NASA has announced two new missions to explore Venus, as this planet is remarkably similar to Earth in size and mass. And although it is a hellishly hot, inhospitable world today, it may once have been a temperate, ocean-covered planet like our own. Understanding how Venus became such an extremely unfriendly world is crucial for understanding how common truly Earth-like planets might be.
Mission 1: DAVINCI+ (Deep Atmosphere Venus Investigation of Noble gases, Chemistry, and Imaging).
DAVINCI+ will measure the composition of Venus’ atmosphere to understand how it formed and evolved, as well as determining whether the planet ever had an ocean. Instruments will plunge through the planet’s thick atmosphere, making precise measurements of gases and other elements to understand why Venus’ atmosphere appears to have experienced a runaway greenhouse effect. A runaway greenhouse effect happens when heat is trapped on the planet, preventing it from cooling and from having liquid water on its surface.
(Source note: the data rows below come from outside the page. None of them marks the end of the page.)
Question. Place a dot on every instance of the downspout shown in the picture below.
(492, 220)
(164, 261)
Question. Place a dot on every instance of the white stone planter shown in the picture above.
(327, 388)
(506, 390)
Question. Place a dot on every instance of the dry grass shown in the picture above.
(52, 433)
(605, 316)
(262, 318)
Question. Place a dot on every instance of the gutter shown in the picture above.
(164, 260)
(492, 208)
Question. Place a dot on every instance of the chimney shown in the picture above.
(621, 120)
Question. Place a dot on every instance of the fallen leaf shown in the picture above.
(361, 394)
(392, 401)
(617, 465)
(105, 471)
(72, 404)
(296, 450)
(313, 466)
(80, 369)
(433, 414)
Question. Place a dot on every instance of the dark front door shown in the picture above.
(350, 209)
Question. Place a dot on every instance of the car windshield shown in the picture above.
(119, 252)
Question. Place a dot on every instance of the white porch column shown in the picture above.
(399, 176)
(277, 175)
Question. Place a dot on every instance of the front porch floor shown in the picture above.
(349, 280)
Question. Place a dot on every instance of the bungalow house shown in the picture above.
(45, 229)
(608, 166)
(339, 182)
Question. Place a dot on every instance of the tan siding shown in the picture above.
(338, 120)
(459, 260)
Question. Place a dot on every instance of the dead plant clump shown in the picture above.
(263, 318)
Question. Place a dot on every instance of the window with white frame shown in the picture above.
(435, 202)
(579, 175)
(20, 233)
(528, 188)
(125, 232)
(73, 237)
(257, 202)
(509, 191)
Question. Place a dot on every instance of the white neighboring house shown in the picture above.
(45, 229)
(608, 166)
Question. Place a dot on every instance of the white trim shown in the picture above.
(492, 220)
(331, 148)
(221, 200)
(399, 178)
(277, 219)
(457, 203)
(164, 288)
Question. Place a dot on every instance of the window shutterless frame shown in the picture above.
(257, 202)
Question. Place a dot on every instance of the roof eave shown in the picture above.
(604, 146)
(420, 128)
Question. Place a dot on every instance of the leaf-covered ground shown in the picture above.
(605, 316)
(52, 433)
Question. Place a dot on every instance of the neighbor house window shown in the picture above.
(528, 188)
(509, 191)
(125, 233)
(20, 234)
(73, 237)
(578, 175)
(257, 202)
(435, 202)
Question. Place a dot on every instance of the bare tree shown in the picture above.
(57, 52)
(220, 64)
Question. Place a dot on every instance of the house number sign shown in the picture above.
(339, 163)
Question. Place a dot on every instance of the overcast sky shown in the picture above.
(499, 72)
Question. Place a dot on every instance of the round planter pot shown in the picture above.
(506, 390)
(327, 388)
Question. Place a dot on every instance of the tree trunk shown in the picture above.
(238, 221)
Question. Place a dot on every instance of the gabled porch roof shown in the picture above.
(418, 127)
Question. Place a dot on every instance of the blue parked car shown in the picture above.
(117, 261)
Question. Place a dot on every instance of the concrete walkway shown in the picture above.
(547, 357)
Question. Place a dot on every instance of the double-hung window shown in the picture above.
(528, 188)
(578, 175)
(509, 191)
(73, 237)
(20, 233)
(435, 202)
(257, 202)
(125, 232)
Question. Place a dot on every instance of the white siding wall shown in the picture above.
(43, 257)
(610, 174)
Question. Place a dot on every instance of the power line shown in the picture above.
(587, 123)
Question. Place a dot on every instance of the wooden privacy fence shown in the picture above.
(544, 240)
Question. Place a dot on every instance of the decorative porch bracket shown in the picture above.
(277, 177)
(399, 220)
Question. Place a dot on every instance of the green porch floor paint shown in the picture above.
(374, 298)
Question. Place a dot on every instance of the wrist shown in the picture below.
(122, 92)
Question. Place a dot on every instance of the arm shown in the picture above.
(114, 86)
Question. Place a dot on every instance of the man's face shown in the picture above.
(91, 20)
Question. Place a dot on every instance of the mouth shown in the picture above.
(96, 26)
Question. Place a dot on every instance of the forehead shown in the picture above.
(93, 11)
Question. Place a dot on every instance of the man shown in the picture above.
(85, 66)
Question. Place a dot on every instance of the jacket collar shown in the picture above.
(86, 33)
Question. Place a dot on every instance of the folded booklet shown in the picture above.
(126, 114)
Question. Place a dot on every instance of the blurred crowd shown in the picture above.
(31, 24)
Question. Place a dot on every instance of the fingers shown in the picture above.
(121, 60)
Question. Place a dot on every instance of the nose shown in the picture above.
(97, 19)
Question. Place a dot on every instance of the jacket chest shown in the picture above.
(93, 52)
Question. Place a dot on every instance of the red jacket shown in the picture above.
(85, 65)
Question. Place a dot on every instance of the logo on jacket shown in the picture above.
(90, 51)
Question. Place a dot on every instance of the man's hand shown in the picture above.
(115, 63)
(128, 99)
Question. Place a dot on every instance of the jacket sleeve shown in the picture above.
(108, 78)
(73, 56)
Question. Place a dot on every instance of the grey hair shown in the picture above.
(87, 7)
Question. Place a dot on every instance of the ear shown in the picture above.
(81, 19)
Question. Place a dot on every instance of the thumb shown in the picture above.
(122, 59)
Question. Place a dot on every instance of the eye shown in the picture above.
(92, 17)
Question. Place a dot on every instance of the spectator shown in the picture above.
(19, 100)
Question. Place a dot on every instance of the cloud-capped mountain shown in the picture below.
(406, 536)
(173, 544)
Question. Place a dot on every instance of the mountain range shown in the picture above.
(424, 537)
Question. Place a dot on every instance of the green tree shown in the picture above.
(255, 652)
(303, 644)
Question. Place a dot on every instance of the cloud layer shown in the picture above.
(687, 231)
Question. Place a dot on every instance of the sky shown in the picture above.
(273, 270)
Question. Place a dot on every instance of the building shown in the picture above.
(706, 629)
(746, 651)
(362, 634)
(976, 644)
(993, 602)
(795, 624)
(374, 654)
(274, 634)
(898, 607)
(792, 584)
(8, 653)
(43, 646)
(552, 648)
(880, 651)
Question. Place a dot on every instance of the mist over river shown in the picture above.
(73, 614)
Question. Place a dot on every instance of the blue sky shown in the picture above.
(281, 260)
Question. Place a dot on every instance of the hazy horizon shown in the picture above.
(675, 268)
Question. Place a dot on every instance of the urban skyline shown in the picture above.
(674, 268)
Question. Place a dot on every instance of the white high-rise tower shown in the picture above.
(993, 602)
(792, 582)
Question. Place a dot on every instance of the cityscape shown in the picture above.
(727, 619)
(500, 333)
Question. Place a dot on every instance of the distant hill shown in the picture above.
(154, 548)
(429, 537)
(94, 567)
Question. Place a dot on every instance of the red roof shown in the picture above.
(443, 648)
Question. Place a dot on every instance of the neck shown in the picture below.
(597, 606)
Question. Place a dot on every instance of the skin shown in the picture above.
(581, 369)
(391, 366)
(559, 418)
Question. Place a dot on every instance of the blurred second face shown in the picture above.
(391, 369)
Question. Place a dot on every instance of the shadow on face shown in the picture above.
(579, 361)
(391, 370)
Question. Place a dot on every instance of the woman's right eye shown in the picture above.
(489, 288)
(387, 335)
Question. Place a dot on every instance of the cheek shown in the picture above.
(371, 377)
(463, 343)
Observations suggest Venus may have had water oceans in its distant past. A land-ocean pattern like that above was used in a climate model to show how storm clouds could have shielded ancient Venus from strong sunlight and made the planet habitable. Credit: NASA
Measurements by NASA’s Pioneer mission to Venus in the 1980s first suggested Venus originally may have had an ocean. However, Venus is closer to the sun than Earth and receives far more sunlight. As a result, the planet’s early ocean evaporated, water-vapor molecules were broken apart by ultraviolet radiation, and hydrogen escaped to space. With no water left on the surface, carbon dioxide built up in the atmosphere, leading to the so-called runaway greenhouse effect that created the present conditions on Venus.
Mission 2: VERITAS (Venus Emissivity, Radio Science, InSAR, Topography, and Spectroscopy).
Proposed for a 2026 launch, VERITAS would orbit the planet and peer through the obscuring clouds with a powerful state-of-the art radar system to create 3D maps to help figure out what the surface is made of. It would also measure the planet’s gravitational field to determine the structure of Venus’ interior.
This artist’s concept shows the proposed VERITAS spacecraft using its radar to produce high-resolution maps of Venus’ topographic and geologic features. Credit: NASA/JPL-Caltech.